The most obvious problem for Turnbull is this: The Monstermark system cannot handle area effect abilities at all. His model tries to do accounting on the hit points from breath weapons (in the 2nd article), but he steadfastly assumes just a single deathless fighter in melee against a given monster; so, if a red dragon breathes fire, then only damage to that one fighter is accounted. But that doesn't reflect the true risk or utility of area-effect weapons like that; our PCs don't adventure in solitude but in groups of some size. The examples of dragon combat in both OD&D and AD&D show three PCs being incinerated at once from a single breath attack; so the damage/risk multiplier should really be at least several times higher than Turnbull counts.
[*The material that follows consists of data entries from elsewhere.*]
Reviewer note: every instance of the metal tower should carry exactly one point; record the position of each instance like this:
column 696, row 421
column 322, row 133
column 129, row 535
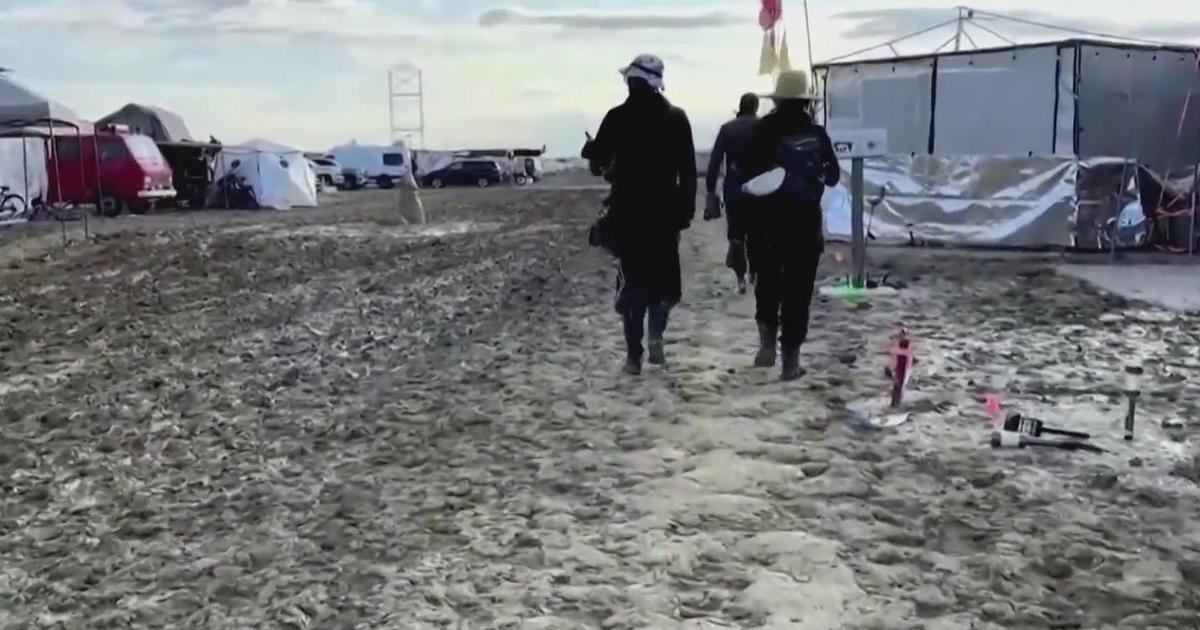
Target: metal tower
column 405, row 85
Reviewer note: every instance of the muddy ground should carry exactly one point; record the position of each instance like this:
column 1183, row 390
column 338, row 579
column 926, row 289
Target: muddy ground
column 327, row 419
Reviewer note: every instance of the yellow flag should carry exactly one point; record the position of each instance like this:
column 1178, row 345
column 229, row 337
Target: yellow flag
column 785, row 64
column 768, row 61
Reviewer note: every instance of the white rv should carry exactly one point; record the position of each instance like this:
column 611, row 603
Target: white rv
column 381, row 165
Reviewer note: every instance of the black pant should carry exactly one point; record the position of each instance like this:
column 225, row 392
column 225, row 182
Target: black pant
column 737, row 231
column 787, row 273
column 648, row 286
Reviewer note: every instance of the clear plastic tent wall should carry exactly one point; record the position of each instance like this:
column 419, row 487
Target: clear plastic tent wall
column 1032, row 145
Likewise, petrification weapons get no distinction for delivery by touch or wide-area gaze -- the cockatrice (touch), medusa (gaze), and basilisk (both!) each get an identical 2.5 multiplier for their abilities. This alone probably accounts for a massive skewing in many of his scores, downward from the true risk level. In contrast, my Monster Metrics program runs up to 64 opposition fighters simultaneously against any given monster, and they suffer appropriately from area or gaze weapons.

Some examples where the Monstermarks seem clearly too low:
  • Basilisk (EHD 25, MM 128), with its combined touch-and-gaze petrification, which only gets the same multiplier as a cockatrice does. 
  • Medusa (EHD 13, MM 56), likewise with her area-effect gaze petrification.
  • Carrion Crawler (EHD 14, MM 120); as noted above, the multiplication system from zero damage should come out to zero, so I think he just made this up from whole cloth (note the round number). 
  • Harpy (EHD 9, MM 22), with her mass charm song ability, shouldn't be weaker than an ogre.
Another rather egregious issue is this, although it affects only two creatures: Summoning abilities are entirely left out of the accounting. As noted before, we find these abilities to be among the most potent in the game! But the Monstermark system actually overlooks them entirely, giving no bonus at all for them.
  • Vampire (EHD 39, MM 440), given no summoning abilities.
  • Treant (EHD 33, MM 420), which actually appears in Turnbull's first table of "simple human-type monsters" without any special abilities, and yet its tree-controlling ability allows it to effectively triple its own brute strength. (As an aside, consider a vampires-vs-treants scenario, in which we find two of the most powerful opposition monsters in the game due to their parallel summoning abilities.)
Meanwhile, there are some other monsters with nothing but brute strength that appear too highly scored -- like the Fire Lizard (EHD 14, MM 758), and Hydra with 10 heads (EHD 18, MM 707) -- but I think that this is only an artifact of the special ability monsters being relatively too low. Also, the Mind Flayer's score seems ridiculous (EHD 20, MM 700), granted that he doesn't even note its mind blast power, and was probably again just a raw guess (another suspiciously round number).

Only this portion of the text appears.